- Release poster
- Directed by: R. P. Patnaik
- Written by: R. P. Patnaik
- Produced by: Sevenhills Satish
- Starring: Temper Vamsi; Ravi Prakash; Siva Karthik; Srinivasa Reddy; Ravi Babu; Satyam Rajesh;
- Cinematography: Anush Gorak
- Edited by: Anush Gorak
- Music by: Bharath Madhusudhanan
- Production company: Sevenhills Productions
- Distributed by: Aha
- Release date: 31 January 2025;
- Running time: 104 minutes
- Country: India
- Language: Telugu

= Coffee with a Killer =

2025 Indian Telugu-language film by R. P. Patnaik

Coffee with a Killer is a 2025 Indian Telugu-language comedy thriller film written and directed by R. P. Patnaik. The film features Temper Vamsi, Ravi Prakash, Siva Karthi, Srinivasa Reddy, Ravi Babu, Satyam Rajesh and others in important roles.

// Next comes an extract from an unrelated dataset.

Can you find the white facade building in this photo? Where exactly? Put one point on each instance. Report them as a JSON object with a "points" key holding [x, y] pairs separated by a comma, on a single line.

The film was released on 31 January 2025 on Aha.

== Plot ==
A professional killer, was hired to kill his target in a busy coffee shop. But the same coffee shop if filled with different people, with different stories. How will the killer fulfill his task is the story.

== Release and reception ==
Coffee with a Killer was originally scheduled for a theatrical release but had a direct-to-video release on Aha on 31 January 2025.

Avad Mohammad of OTTPlay gave a rating of 2.5 out of 5 and wrote that, "Coffee with a Killer is a suspense drama that has a great premise but the narration is made silly by adding silly tracks".